If publishers think they’ve been covering the bases with an anytime, anywhere content strategy, they might be shocked to learn the results of a recent Time Inc. study conducted with Innerscope Research. Digital Natives, defined as consumers who grew up with mobile and digital technology as part of their everyday lives, switch their attention between media platforms an astonishing 27 times per hour.
That was one of the key findings of the study, called "A Biometric Day in the Life," which used biometric monitoring and point-of-view camera glasses to follow the media habits of 30 individuals during 300 hours’ worth of media consumption. Biometric belts measured their emotional responses to various media platforms and the glasses recorded what platform they were viewing.
The other half of the study group consisted of Digital Immigrants, people who encountered and used digital media in their adult lives, who, predictably, have a more mellow media consumption patterns.
"Technology is shaping so much of how people think about media, use media, combine media," say Besty Frank, Time Inc.’s chief research and insights officer. "We’ve started to think about all of these changes in the media specifically as they impact the notion of storytelling. We felt that the biometrics would add a new dimension to what we knew about how people use media and what the implications are for how we run our businesses and how we and our clients communicate with consumers."
The study was particularly interesting, adds Barry Martin, Time Inc.’s executive director of consumer research and insights, because of the ability to record a subject’s emotions as they consumed their media. "We’ve done a lot of biometric work in media labs, but we’ve never been able to do it as they were going about their daily lives," he says.
As an example, the extremely short attention spans of digital natives within their media selections translates to a more flattened emotional range among the media they spend time with—fewer highs and lows. The opposite is true of digital immigrants, who as it turns out, are still fairly active between media, switching 17 times per hour.
Digital natives are, understandably, more emotionally engaged with digital (55 percent with digital, 48 percent with non-digital) while digital immigrants are more emotionally engaged with non-digital media (60 percent non-digital versus 43 percent digital media).

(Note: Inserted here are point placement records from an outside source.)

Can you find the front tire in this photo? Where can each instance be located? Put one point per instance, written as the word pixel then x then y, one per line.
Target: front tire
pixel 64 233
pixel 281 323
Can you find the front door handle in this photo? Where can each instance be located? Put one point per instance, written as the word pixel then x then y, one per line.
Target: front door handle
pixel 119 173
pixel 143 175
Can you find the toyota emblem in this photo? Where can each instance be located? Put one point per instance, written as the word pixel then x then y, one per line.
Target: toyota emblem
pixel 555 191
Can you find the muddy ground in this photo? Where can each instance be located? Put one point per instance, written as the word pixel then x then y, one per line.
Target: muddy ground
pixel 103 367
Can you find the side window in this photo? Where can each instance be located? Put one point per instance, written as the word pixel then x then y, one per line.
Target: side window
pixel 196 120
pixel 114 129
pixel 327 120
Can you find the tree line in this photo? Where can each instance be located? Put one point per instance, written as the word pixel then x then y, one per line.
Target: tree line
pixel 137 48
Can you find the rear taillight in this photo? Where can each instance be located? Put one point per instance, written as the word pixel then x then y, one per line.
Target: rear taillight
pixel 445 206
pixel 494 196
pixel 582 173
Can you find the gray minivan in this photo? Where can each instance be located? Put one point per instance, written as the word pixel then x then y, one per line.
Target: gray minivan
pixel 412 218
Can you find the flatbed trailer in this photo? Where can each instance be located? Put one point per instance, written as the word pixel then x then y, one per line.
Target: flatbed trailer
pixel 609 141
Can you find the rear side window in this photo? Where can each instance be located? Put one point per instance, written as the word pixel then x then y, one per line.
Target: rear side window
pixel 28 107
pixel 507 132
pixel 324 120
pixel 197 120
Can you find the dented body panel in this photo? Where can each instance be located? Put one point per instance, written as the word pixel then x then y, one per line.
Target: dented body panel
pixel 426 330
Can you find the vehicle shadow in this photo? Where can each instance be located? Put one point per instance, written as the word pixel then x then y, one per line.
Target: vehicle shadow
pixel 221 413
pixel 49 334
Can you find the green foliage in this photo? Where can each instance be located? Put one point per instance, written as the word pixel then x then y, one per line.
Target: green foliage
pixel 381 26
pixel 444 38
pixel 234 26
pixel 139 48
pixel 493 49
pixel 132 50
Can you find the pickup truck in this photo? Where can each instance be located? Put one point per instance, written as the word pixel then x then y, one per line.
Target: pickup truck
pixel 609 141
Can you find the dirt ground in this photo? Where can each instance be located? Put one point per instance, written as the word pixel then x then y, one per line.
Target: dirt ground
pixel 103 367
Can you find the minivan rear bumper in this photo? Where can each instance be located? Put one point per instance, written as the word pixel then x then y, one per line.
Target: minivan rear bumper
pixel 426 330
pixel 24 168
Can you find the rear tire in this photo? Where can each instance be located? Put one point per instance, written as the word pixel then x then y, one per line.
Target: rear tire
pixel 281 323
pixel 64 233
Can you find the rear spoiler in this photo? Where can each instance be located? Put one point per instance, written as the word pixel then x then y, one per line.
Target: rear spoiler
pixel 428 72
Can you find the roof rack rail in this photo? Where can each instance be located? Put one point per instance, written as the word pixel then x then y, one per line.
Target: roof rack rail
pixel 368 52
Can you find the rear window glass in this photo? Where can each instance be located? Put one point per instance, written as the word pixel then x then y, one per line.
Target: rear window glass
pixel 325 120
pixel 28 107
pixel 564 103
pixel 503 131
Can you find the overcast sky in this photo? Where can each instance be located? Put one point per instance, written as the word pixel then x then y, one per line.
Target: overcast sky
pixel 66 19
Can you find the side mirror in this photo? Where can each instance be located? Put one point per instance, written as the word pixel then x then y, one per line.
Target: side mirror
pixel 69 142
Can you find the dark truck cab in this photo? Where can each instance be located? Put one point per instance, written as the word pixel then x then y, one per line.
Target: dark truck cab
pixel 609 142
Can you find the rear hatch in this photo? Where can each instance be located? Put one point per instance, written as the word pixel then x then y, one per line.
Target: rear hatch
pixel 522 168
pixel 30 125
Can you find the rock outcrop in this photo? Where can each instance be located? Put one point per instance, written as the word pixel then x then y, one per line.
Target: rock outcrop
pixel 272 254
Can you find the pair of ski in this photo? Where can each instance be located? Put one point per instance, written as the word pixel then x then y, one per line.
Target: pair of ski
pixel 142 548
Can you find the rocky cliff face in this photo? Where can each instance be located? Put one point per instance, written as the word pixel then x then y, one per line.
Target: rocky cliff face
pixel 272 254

While understanding how media usage among younger and older audiences was important, the focus is on the younger consumers, the future customers of a brand. "What we hoped to do is to understand more specifically what the drivers were and what the behavior was around the elements of time, attention and emotional engagement for younger consumers," says Frank. "In order for us to think about the next generation and how consumers are going to be engaging with our brands it was important to see what younger consumers are doing today."
Whether or not digital natives will remain attention-challenged and trigger happy among their various devices into and through their adult lives remains a question. "It’s not the most satisfying thing for us to learn that they’re changing platforms 27 times an hour," says Frank. "That seems almost impossible to fathom. But it tells us as content producers and advertisers what we need to be thinking about in terms of engaging them quickly and not taking too long to get to the point and doing something emotionally immediate."
Irrespective of the time spent with a particular platform, Frank and Martin were pleased to learn that the study revealed that among the emotional responses to the various platforms—magazines, smartphones, radio, TV, computer, newspaper, tablets—magazines ranked the highest, in the 64th percentile. "We’re in the relaxation business," says Martin. "We’ve heard time and again that women and men talk about magazines as a great time to relax. And to see that in the biometrics is compelling because the emotional engagement with magazines is much higher than any other media form when it was used solo."